The effect of natural produce gone wrong,
of monstrous apples and rotting grapes the size of eye-balls in a marshy,
clayey land, where footprints get smudged in without remorse, is like the call
of the Sirens. The sense of plenteousness and decay, of plentous decay,
therefore, has an odour like a rotting carcass, which throws us off and pulls
us in. Then the image of moving down the clayey slope to approach a shallow
trough where dozens have left their seeds to grow, seeds the size of mango
pits, but more elegantly shaped and faintly purple in hue, breathes in some
measure of normalcy because of the industry involved. I’m doing something, you
say to yourself, not merely ambling by the roots of mammoth trees, which are
dirty and covered with cobwebs, where piles of grapes dandle on the clay, and
just walking, just surveying these fruits, and getting caught up in its orbit.
The seeds, they feel waxy, and look
accordingly shiny, as if the pulp has very recently been peeled away from them.
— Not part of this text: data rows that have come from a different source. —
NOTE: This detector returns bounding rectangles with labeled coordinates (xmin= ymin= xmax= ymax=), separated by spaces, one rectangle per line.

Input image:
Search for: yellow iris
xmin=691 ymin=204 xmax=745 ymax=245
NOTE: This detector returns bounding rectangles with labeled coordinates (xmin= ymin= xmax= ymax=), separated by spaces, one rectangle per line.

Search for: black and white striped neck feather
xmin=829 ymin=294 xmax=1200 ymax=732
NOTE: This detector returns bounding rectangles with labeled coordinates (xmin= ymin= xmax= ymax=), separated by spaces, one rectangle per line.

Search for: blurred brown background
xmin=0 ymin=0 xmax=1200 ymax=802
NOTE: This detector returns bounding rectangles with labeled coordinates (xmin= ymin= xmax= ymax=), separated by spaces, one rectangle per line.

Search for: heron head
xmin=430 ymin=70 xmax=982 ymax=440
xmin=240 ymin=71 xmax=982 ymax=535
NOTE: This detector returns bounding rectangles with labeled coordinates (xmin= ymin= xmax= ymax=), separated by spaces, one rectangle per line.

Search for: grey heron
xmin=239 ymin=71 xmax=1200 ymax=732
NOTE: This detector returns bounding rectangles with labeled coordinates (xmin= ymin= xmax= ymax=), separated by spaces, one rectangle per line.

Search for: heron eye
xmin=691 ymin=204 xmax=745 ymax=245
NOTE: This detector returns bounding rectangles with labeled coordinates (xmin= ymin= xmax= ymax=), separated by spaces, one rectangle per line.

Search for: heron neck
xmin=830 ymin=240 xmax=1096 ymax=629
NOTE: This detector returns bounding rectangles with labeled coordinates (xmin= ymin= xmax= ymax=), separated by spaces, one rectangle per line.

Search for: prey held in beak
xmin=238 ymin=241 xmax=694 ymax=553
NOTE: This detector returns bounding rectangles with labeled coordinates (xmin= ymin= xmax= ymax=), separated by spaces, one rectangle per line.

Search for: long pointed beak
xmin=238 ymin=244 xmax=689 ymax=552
Holding one in your hand, watching the scores of others laying on the ground,
defying efforts to be buried, makes you want to dump it and run away. Never
return to this clayey place, where the ground holds on to your feet, where fruitfulness
has decayed, where nothing new grows. But still, you make a hole like one a rat
would’ve made, and push the seed in, trying to cover it up with the excess
clay. Before leaving the place, however, you submerge the land in water, such
that the holes are filled and the seeds push up and bob up and down.